Feasibility of ex vivo DRP for clinical decision-making

The primary objective of the non-interventional SMARTrial was to evaluate the feasibility of a short-term ex vivo DRP assay for primary human-derived cancer cells in the clinical routine. Therefore, we evaluated the rate of successfully completed drug response assays within 7 d as the primary endpoint. The primary endpoint was met in 91.3% (95% confidence interval (95% CI) of 82.8–96.4%) of all eligible participants (Fig. 2c). The median time until the release of the final drug response report was 3 d (interquartile range (IQR) of 2–6 d, range of 2–17 d). The DRP was reported in the ‘SMARTrial explorer’, an interactive web application (http://mozi.embl.de/public/SMARTrial/), which could be accessed by the treating physicians. Reasons for delayed reporting in individual participants included suboptimal sample quality or study enrollment of participants before public holidays.

Quality assessment

We performed several steps of data quality assessment before the ex vivo DRP data were used for further exploratory analyses.
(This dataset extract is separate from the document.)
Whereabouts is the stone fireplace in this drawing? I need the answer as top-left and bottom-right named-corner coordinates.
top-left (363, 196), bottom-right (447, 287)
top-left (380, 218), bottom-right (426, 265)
First, we estimated the technical variability by calculating the standard deviation (s.d.) of 16 evenly distributed dimethyl sulfoxide (DMSO) controls for each drug plate per participant (Extended Data Fig. 1a). In general, the median s.d. was low (median s.d.: 0.08; range: 0.03–0.6), and we found no significant difference between the samples derived from different tumor sample origins (peripheral blood, bone marrow and lymph node; P = 0.86, one-way analysis of variance). Four myeloid and three lymphoma plates belonging to a total of four participants (S047, S050, S056 and S062) showed relatively high technical noise (s.d. of negative controls > 0.3). For two participants (S047 and S062), no additional tumor material was available for retesting, and these samples were therefore excluded.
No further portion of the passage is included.